Angelina's Kitchen in Woodbury is the family-owned restaurant and bar that has provided Benjamin and Sarah with the day jobs they've needed to foster careers in art and fishing. The Italian bistro is owned by Sarah's mother, Angela Verrastro, an entrepreneur who is surviving the Minnesota restaurant shutdown with a loyal takeout business.

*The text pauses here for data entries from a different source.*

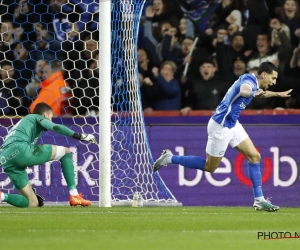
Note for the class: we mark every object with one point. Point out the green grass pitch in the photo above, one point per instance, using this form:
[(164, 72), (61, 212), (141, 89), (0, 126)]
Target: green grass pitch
[(219, 228)]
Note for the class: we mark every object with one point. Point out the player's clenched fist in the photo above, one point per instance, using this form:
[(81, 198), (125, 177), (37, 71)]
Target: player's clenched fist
[(88, 137)]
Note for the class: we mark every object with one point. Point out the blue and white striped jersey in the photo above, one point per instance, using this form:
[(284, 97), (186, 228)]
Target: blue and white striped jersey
[(233, 103)]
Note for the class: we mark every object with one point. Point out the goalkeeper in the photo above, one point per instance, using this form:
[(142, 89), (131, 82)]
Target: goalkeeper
[(19, 150)]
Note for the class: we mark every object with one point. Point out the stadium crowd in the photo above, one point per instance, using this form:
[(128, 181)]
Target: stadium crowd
[(49, 51), (237, 37)]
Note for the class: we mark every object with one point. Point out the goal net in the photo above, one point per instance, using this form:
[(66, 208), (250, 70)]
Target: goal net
[(44, 40)]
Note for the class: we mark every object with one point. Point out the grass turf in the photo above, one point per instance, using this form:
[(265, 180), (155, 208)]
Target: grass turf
[(219, 228)]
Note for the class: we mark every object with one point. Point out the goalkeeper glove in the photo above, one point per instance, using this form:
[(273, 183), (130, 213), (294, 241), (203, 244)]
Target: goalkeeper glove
[(88, 137), (85, 137), (40, 198)]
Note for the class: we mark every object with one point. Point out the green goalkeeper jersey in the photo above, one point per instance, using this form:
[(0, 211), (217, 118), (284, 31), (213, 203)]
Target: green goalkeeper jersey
[(31, 127)]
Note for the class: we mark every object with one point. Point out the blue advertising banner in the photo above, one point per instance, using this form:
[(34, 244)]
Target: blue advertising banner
[(228, 186)]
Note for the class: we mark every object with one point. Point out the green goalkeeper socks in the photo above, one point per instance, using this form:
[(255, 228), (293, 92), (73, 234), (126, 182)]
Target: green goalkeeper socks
[(68, 170), (16, 200)]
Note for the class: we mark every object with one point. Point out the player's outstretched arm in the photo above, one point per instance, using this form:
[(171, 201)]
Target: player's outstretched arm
[(63, 130), (283, 94)]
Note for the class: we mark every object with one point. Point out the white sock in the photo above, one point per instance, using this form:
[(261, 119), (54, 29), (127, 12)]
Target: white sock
[(261, 198), (2, 197), (73, 192)]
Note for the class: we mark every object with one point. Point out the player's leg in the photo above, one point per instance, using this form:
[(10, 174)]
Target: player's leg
[(63, 155), (215, 148), (20, 180), (247, 148)]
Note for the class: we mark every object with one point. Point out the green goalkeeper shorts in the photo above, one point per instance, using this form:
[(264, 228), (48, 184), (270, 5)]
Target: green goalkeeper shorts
[(18, 156)]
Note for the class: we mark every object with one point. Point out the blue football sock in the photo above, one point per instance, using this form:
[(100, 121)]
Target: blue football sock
[(255, 177), (194, 162)]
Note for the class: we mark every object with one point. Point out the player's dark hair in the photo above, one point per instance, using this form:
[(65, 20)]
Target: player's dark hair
[(41, 108), (267, 67)]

For Ben, COVID-19 complications in 2020 robbed him of bartending hours but freed him to fish. In a normal year, for instance, he would have been working on Thanksgiving Eve, not launching his boat into frigid Mille Lacs.

The roots to his passion were formed at a family cabin in Luck, Wis., where his grandfather handed him a rod and reel at age 3. As a teenager, he fished with buddies from Woodbury High School. They were angling for walleyes after graduation in 2010 when someone in the boat suggested trying for muskies.

That fall, they spent time on Bald Eagle Lake and on Forest Lake, discovering the adrenaline rush of catching one of Minnesota's largest and most elusive game fish. Knutson left for Minnesota State Mankato but dropped out and bought a fishing boat. "I just got so addicted to muskie fishing," he said.

After eight years of hard-core muskellunge fishing around the state — often sleeping in his truck at night — Knutson's pattern is to end each season on Mille Lacs. This fall, his guests included Doug Wegner, an established muskie guide from the Green Bay area. Wegner was so impressed by their single-day catch of two 45-plus-inch muskies that he made an episode out of it for his YouTube fishing channel.

Knutson intends to build his own social media presence and his "Epic Muskie Day" post on the Fishing Minnesota group Facebook page has attracted 1,300 "likes."

"Those two catches kind of blew up my name a little bit," Knutson said.

The notices should be good for his fishing guide business. His fall calendar included nearly 20 outings with customers, and he would like to expand in 2021, even while returning to bartending. The muskie season opens June 5.

"It's a lot of work, but that's what I love to do," he said.